Pintek, an Indonesian fintech platform that provides loans to students, on Monday announced that it raised USD 21 million in debt funding from US-based private-debt investor Accial Capital. The company will use the new ammunition to grow its reach in 2021.
“We plan to deepen our partnerships across the ecosystem with educational institutions, suppliers, edtech players, and others to reach more and more students,” co-founder and director Ioann Fainsilber told KrASIA. The company is furthermore waiting for regulatory approval to launch sharia-based products.
Pintek underwrites student loans and splits payments into more frequent and smaller parts to make tuition fees more affordable. Most of the customers are first-time borrowers with no credit history. Right now, Pintek’s operation is reaching students in 26 of the nation’s 34 provinces. The company said it has partnered with edtech platforms to provide schools with financing and access to remote learning programs, to help ease the transition to online learning.

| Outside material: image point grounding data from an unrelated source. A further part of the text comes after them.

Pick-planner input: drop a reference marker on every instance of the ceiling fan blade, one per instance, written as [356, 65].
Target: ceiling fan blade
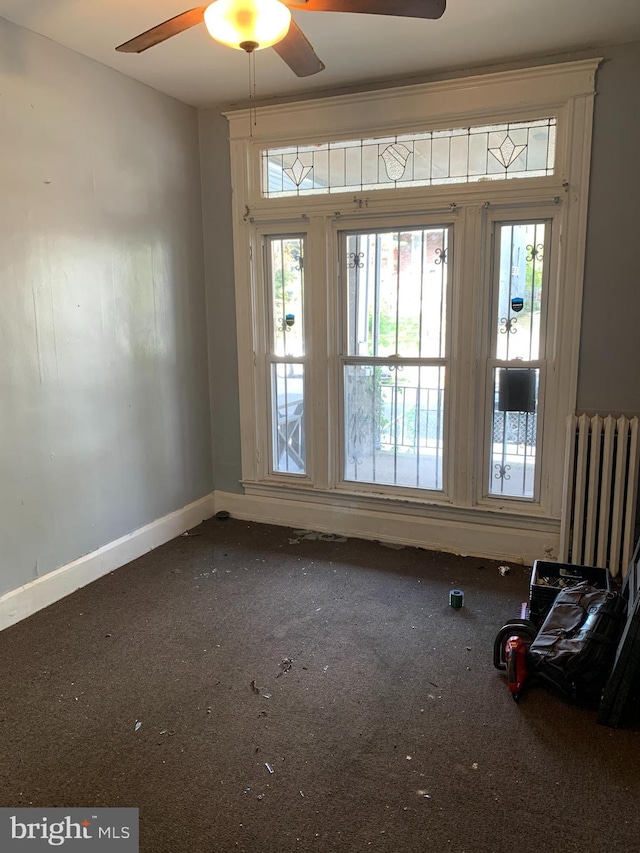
[400, 8]
[164, 31]
[297, 52]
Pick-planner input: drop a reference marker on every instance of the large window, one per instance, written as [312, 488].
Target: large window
[408, 301]
[394, 366]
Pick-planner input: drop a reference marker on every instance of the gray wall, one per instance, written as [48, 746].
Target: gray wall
[104, 399]
[216, 183]
[608, 380]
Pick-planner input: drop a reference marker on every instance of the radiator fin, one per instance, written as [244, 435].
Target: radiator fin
[600, 491]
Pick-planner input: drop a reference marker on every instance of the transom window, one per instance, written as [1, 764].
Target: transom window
[459, 155]
[408, 356]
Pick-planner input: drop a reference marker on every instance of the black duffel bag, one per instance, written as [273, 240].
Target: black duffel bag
[574, 650]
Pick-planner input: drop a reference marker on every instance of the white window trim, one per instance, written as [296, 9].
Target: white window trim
[567, 91]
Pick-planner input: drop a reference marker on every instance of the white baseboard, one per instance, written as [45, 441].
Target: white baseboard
[487, 537]
[47, 589]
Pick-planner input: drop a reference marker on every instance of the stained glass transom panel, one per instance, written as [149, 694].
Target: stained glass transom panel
[455, 156]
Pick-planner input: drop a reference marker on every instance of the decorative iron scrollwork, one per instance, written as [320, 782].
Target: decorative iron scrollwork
[508, 325]
[535, 252]
[502, 472]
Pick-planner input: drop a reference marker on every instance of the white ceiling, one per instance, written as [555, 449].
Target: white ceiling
[355, 48]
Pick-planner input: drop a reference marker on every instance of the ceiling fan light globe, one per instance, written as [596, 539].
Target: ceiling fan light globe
[238, 22]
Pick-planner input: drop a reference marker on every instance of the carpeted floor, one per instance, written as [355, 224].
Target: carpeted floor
[340, 666]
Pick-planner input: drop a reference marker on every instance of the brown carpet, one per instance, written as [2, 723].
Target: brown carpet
[391, 731]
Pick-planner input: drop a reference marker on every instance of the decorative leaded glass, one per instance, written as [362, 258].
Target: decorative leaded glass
[456, 156]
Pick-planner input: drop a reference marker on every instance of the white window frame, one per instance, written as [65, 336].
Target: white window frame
[464, 520]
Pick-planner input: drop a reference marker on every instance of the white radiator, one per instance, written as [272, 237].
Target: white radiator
[600, 492]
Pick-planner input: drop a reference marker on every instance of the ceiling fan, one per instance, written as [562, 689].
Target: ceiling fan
[254, 24]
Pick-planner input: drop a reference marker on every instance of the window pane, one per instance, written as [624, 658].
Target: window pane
[513, 435]
[503, 151]
[394, 425]
[287, 291]
[288, 432]
[520, 291]
[397, 293]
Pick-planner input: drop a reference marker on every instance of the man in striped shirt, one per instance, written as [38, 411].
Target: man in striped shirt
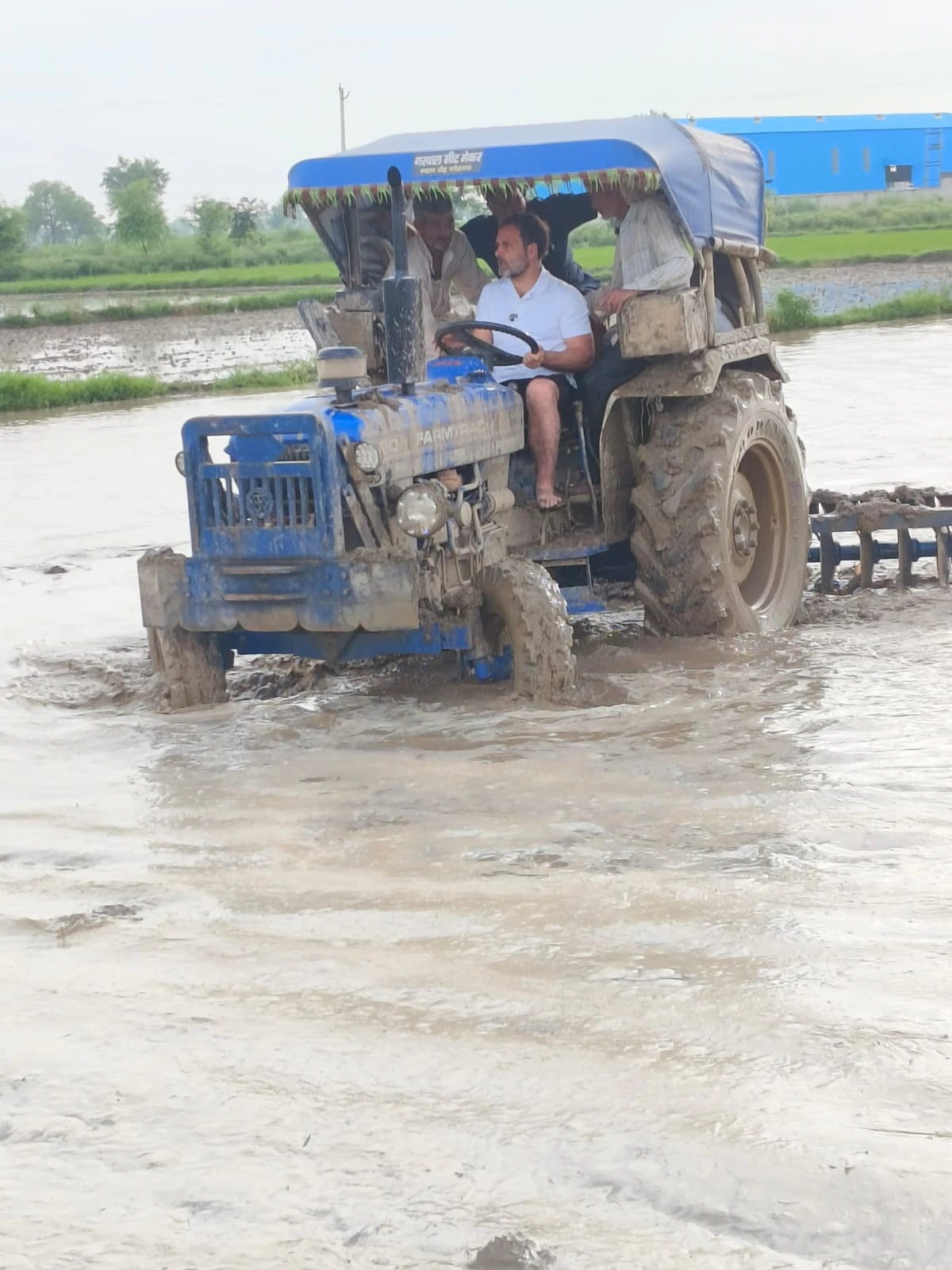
[651, 254]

Fainsilber said that throughout 2020, his company managed to almost triple its loan disbursements. During that period, Pintek found through an internal survey that parents feared they wouldn’t be able to cover their children’s tuition fees, due to mass layoffs or salary cuts. Online lending platforms became an alternative source of money to pay for their children’s education.
In December 2020, Pintek bagged USD 5 million in a funding round led by Finch Capital, with participation from existing investor Accion Venture Lab. Since 2018, Pintek has partnered with close to 100 education institutions. It is registered and supervised by Indonesia’s Financial Services Authority (OJK).
A small, yet growing sector
Bhima Yudhistira Adhinegara of the Institute for Development of Economics and Finance said that in 2021, the Indonesian fintech lending sector’s growth could double compared to 2020. Personal consumption loans will still be the major driving force, as Indonesians are still suffering from job loss and reduced salaries due to COVID-19.
“Since banks tend to be very careful in approving this kind of loans, P2P lending becomes the only available source. The process is faster and requirements are not as tight as with banks,” he said.
It includes niche sectors like the one for educational loans. Although still relatively small, it has large potential for Adhinegara. Aside from tuition fees, nationwide distance-learning measure have forced parents to buy new gadgets and increase internet data plans. “The loan will be used for that as well, and applications will increase,” he said.
Pintek is competing with platforms such as DanaDidik and Cicil. SME-focused P2P fintech lender KoinWorks has also tapped the sector through its KoinPintar program.